Happy brokers and customers? It's in the hands of the carriers | Insurance Business

Happy brokers and customers? It

A satisfied customer makes a satisfied broker. Ultimately, if insurance carriers want to maintain good working relationships with the intermediary channel, they must come up with products that satisfy the end-consumer. That rings true in all insurance lines.

There’s a lot of talk around brokers feeling the brunt of changing consumer preferences – but carriers are also under significant pressure, according to Tom Super, director of the Property and Casualty Insurance Practice at J.D. Power. One evolving market in which the insurance industry is being forced to adapt quickly is the auto space.

As autonomous vehicle technology becomes more readily available and consumers get used to purchasing vehicles with connected capabilities, insurers and brokers need to offer products to meet new demands.

“From an independent agent or insurance broker perspective, when a customer approaches them asking for auto insurance on a vehicle with certain autonomous safety features – like lane departure technology or automatic braking – they will seek carriers who are offering discounts and incentives based around those enhanced features,” Super told Insurance Business.

“The key driver of broker satisfaction is satisfying the end-consumer,” he added. “To do that, they have to offer high levels of servicing and find insurance products that meet customer needs. They also have to find carriers that are committed to their market, especially in the more specialized areas of commercial lines.”

However, the inaugural J.D. Power 2018 US Independent Insurance Agent Satisfaction Study released in January, suggested levels of satisfaction among independent agents and brokers are not as high as they could be – and this is partly due to the carriers.

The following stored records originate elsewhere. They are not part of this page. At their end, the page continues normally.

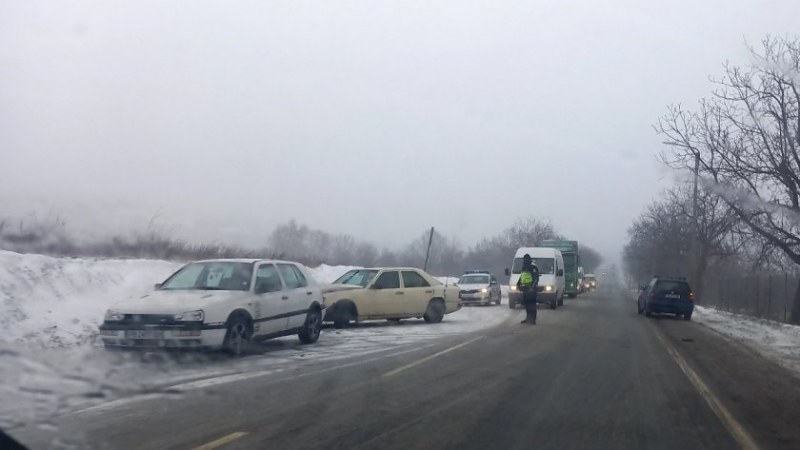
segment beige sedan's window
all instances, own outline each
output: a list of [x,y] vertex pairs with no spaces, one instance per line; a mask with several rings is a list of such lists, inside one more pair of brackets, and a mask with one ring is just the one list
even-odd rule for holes
[[415,287],[428,287],[430,283],[425,281],[425,278],[422,278],[422,275],[418,274],[417,272],[412,272],[410,270],[403,271],[403,286],[407,288],[415,288]]
[[400,289],[400,274],[383,272],[375,281],[375,289]]

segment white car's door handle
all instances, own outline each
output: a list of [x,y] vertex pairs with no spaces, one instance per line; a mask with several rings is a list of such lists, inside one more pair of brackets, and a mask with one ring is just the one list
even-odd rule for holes
[[281,300],[289,300],[289,296],[288,295],[284,295],[283,297],[281,297]]
[[426,294],[433,294],[433,291],[429,289],[429,290],[425,291],[425,293]]
[[403,295],[402,292],[395,292],[394,295]]
[[313,294],[313,292],[311,291],[306,292],[306,295],[311,295],[311,294]]

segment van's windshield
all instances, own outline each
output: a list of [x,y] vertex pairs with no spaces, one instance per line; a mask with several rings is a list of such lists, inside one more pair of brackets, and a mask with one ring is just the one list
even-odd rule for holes
[[[539,274],[553,274],[555,271],[555,258],[531,258],[536,267],[539,268]],[[511,273],[518,274],[522,271],[522,258],[515,258],[514,265],[512,266]]]

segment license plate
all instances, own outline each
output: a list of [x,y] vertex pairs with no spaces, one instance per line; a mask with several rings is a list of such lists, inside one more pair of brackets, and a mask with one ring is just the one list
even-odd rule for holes
[[680,294],[667,294],[665,298],[681,298]]
[[125,332],[127,339],[164,339],[161,330],[128,330]]

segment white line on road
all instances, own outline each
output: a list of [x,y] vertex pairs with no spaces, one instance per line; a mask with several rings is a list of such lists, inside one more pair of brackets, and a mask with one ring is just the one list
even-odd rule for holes
[[244,431],[237,431],[237,432],[231,433],[231,434],[229,434],[227,436],[223,436],[223,437],[221,437],[221,438],[219,438],[219,439],[217,439],[215,441],[211,441],[211,442],[209,442],[207,444],[203,444],[203,445],[201,445],[199,447],[195,447],[194,450],[213,450],[213,449],[215,449],[217,447],[222,447],[223,445],[225,445],[225,444],[227,444],[229,442],[235,441],[236,439],[239,439],[240,437],[242,437],[242,436],[244,436],[246,434],[247,433],[245,433]]
[[400,366],[397,369],[394,369],[394,370],[391,370],[389,372],[386,372],[386,373],[383,374],[383,376],[384,377],[391,377],[393,375],[397,375],[398,373],[400,373],[400,372],[402,372],[404,370],[407,370],[407,369],[410,369],[412,367],[418,366],[418,365],[420,365],[420,364],[422,364],[422,363],[424,363],[426,361],[432,360],[433,358],[436,358],[438,356],[442,356],[445,353],[450,353],[453,350],[458,350],[459,348],[464,347],[466,345],[469,345],[469,344],[477,341],[478,339],[482,339],[482,338],[483,338],[483,336],[478,336],[476,338],[468,340],[467,342],[462,342],[462,343],[460,343],[458,345],[454,345],[454,346],[452,346],[450,348],[446,348],[446,349],[444,349],[444,350],[442,350],[440,352],[434,353],[432,355],[428,355],[428,356],[426,356],[426,357],[424,357],[422,359],[418,359],[418,360],[416,360],[416,361],[414,361],[414,362],[412,362],[410,364],[406,364],[405,366]]
[[104,412],[110,409],[119,408],[120,406],[130,405],[132,403],[143,402],[145,400],[163,399],[163,398],[168,398],[168,397],[163,393],[150,393],[150,394],[137,395],[135,397],[118,398],[116,400],[100,403],[99,405],[89,406],[87,408],[82,408],[76,411],[72,411],[69,414]]
[[678,350],[676,350],[672,344],[667,342],[667,339],[661,334],[661,331],[659,331],[658,328],[653,325],[650,327],[655,332],[656,338],[658,338],[664,347],[666,347],[667,353],[672,356],[672,359],[678,364],[678,367],[680,367],[681,371],[683,371],[683,373],[686,375],[686,378],[689,379],[689,382],[691,382],[694,388],[697,389],[697,392],[699,392],[706,403],[708,403],[708,406],[712,411],[714,411],[714,414],[717,415],[725,428],[728,429],[728,432],[731,433],[733,438],[736,439],[739,445],[742,446],[742,449],[758,450],[758,445],[756,444],[756,441],[753,440],[752,436],[750,436],[750,433],[744,429],[744,426],[742,426],[742,424],[736,420],[735,417],[733,417],[733,414],[731,414],[731,412],[725,408],[725,405],[723,405],[722,402],[714,395],[714,393],[711,392],[711,389],[709,389],[700,376],[697,375],[694,370],[692,370],[692,368],[689,366],[689,363],[687,363],[683,356],[678,353]]
[[236,381],[248,380],[250,378],[272,375],[273,373],[278,373],[278,372],[283,372],[283,369],[260,370],[258,372],[235,373],[231,375],[223,375],[221,377],[205,378],[202,380],[190,381],[188,383],[181,383],[168,386],[165,387],[164,390],[189,391],[192,389],[203,389],[211,386],[216,386],[218,384],[233,383]]

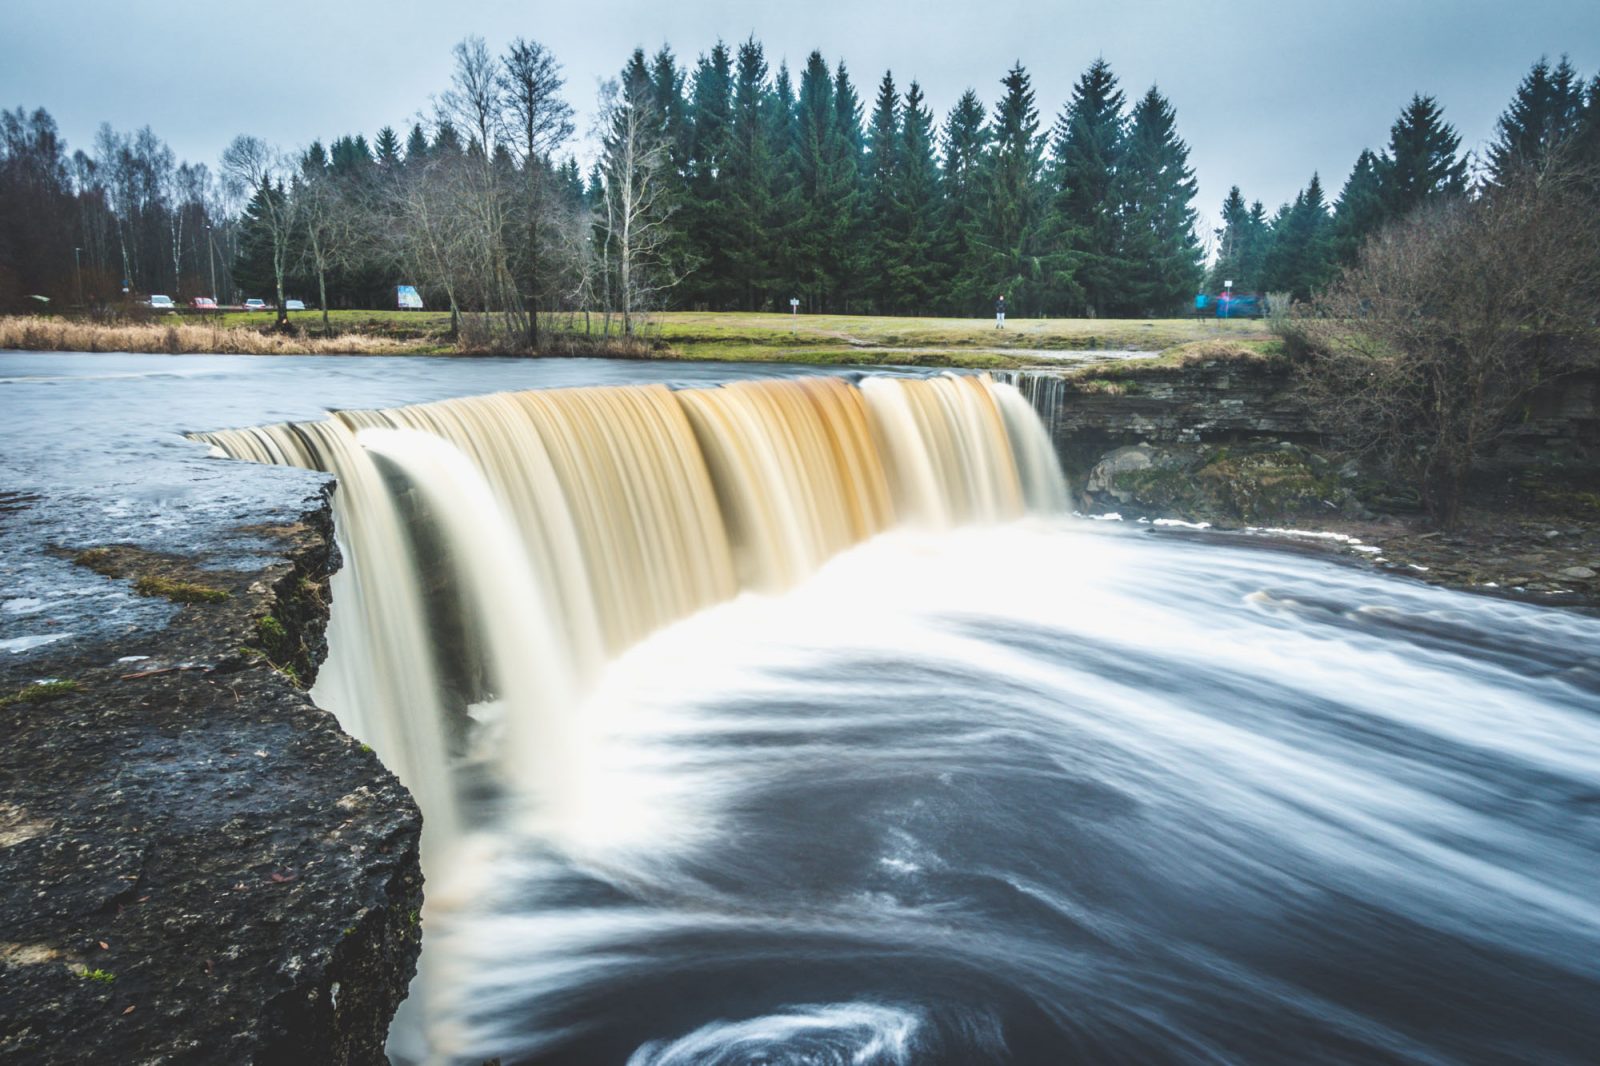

The study found agents’ overall satisfaction with insurers is just 696 (on a 1,000-point scale) for personal lines and 686 for commercial lines, which are among the lowest scores for business-to-business relationships in J.D. Power satisfaction studies.

“This low satisfaction means independent agents and brokers are having to maintain a high level of carrier relationships (on average, eight carrier relationships for personal lines and 11 relationships for commercial lines) in order to find the products and services that best meet the needs of consumers,” Super commented. “They’re not necessarily finding that any particular carriers are servicing and meeting all of their needs, and so they’re forced to build multiple relationships.”

In the autonomous vehicle space, carriers can up satisfaction levels by offering consumer discounts related to the evolution of autonomous vehicle technology, according to Super. They can partner with autonomous vehicle technology providers in order to offer product features that will satisfy consumers, and therefore brokers, as the industry moves towards full autonomy.